Viveva nell’alessandrino. Ebbe una figlia all’età di 56. Un vicino la accusò di avere abbandonato la neonata in macchina. Uscì assolta da ogni accusa, ma il Tribunale dei Minori la diede prima in affidamento e poi in adozione a un’altra famiglia. I fatti risalgono al 2010 e al 2015.

Oggi, “Repubblica”, giusto per metterci qualche punticino e fare asso, cavallo e re, titola la notizia, approfondita in un articolo di Cristina Palazzo, facendo leva sulla presunta condizione di “mamma-nonna” della donna.

Mamma-nonna“. Non so chi abbia avuto questa brillante idea, ma, chiunque sia, prego il Dio in cui non credo per la sua anima miserabile, acciocché lo perdoni, perché se lo prendo io gli faccio vedere la Cristoforetti che passeggia in orbita anche senza cannocchiale.

Gabriella Carsano è stata solo madre. Punto e basta.

Il fatto che l’abbia avuta e voluta in tarda età sono esclusivamente affari suoi. Su cui nessuno avrebbe dovuto mai azzardarsi ad adombrare il benché minimo sospetto. Che, poi, sospetto di che cosa? Che, in quanto in là cogli anni per una gravidanza non fosse in grado di badare a una bambina. Ma questo non è un sospetto, è uno stigma. E’ il marchio a fuoco, la lettera scarlatta, la croce del Cireneo. Quindi anche vaffanculo.

Io ho avuto mia figlia a 52 anni. Non ero più di primo pelo, dunque. Eh, ma, si sa, io sono un uomo, e gli uomini sono fertili fino a 80-85 anni, se non addirittura 90, hai voglia te a far figliòli! E anche se qualche signora cagacazzi ogni tanto mi ferma per strada per dirmi che la bambina è bellissima e che il “nonno” (sì, ma di sua mamma in cariola!) fa bene a portarla a fare una passeggiata fuori, non me la prendo più di tanto. Io sono un padre al di sopra di ogni sospetto. A 52 anni non ho forzato nessuna legge della natura.

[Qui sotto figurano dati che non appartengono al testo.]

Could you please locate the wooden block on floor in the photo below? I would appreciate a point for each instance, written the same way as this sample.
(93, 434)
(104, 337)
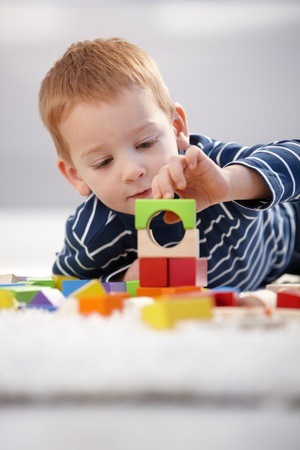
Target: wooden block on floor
(58, 279)
(163, 315)
(103, 305)
(91, 288)
(188, 247)
(6, 300)
(291, 287)
(153, 272)
(170, 290)
(40, 299)
(225, 298)
(47, 282)
(287, 299)
(23, 294)
(145, 209)
(115, 286)
(188, 271)
(131, 287)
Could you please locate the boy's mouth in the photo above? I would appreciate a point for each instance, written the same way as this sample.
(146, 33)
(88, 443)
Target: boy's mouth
(142, 194)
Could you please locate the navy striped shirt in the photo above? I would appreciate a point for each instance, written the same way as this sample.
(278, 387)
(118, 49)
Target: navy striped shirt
(247, 243)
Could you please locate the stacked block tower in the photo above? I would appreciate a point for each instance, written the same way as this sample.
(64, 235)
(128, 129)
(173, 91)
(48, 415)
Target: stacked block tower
(176, 266)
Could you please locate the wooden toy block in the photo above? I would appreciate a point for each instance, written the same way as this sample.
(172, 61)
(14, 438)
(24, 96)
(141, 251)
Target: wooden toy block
(153, 272)
(23, 294)
(7, 300)
(104, 305)
(148, 248)
(40, 299)
(163, 315)
(69, 286)
(131, 287)
(145, 209)
(114, 286)
(58, 279)
(187, 271)
(287, 299)
(291, 287)
(157, 292)
(225, 298)
(149, 291)
(91, 288)
(9, 278)
(48, 282)
(183, 295)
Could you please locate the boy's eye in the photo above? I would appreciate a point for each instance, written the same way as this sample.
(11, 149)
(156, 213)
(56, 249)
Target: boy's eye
(103, 163)
(147, 144)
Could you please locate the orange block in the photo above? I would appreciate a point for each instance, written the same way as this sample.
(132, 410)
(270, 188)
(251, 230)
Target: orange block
(103, 305)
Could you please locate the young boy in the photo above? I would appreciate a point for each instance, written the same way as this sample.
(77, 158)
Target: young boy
(120, 137)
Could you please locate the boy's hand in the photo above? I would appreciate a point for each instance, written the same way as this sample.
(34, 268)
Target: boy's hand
(192, 175)
(195, 175)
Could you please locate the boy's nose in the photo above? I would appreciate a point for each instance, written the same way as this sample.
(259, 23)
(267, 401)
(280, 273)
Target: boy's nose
(132, 170)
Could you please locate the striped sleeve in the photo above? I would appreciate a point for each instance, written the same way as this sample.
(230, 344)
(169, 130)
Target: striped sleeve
(278, 163)
(97, 244)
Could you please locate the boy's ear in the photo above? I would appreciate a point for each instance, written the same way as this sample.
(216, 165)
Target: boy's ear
(73, 177)
(181, 127)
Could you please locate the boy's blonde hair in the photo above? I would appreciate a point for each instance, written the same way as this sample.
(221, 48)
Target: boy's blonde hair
(96, 70)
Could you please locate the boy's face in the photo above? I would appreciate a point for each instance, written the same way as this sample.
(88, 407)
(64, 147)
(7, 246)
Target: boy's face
(118, 147)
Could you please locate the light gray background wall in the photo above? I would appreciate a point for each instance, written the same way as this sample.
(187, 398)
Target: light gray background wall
(234, 65)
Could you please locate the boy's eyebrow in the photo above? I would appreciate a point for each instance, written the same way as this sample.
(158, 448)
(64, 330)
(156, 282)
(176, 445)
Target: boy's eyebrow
(96, 149)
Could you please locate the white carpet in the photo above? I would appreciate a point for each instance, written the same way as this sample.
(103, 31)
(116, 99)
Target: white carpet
(44, 356)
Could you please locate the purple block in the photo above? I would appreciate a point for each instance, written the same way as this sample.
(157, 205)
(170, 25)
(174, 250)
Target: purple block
(117, 286)
(40, 299)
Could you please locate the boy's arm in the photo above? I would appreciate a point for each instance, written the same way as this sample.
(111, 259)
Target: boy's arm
(195, 175)
(268, 173)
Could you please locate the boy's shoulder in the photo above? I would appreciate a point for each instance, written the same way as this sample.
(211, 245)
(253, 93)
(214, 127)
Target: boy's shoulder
(90, 219)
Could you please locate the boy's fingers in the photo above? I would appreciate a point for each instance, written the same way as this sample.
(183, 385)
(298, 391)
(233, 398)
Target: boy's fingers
(192, 156)
(176, 168)
(164, 183)
(156, 193)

Una donna sì. Come si è permessa questa signora di partorire, quando avrebbe dovuto fare la fila all’ufficio postale come tutti gli altri per incassare una pensioncina modestuccia di vecchiaia? E perché la sera, invece di scaldarsi una minestrina lunga di dado con le tempestine, o una tazza di caffellatte e biscotti Oro Saiwa, si permetteva il lusso di mettere al fuoco un pentolino in cui faceva sobbolire l’acqua per immergervi il biberon a bagnomaria? Sono affronti alla società che si pagano col sangue. O, come in questo caso, col cancro.

Gente senza storia, senza colonna vertebrale, senza sistema nervoso centrale. Elettroencefalogramma con scarsa e residua attività elettrica. Assassini seriali di libertà di scelta individuali.

Forse un giorno ce ne ricorderemo. Forse.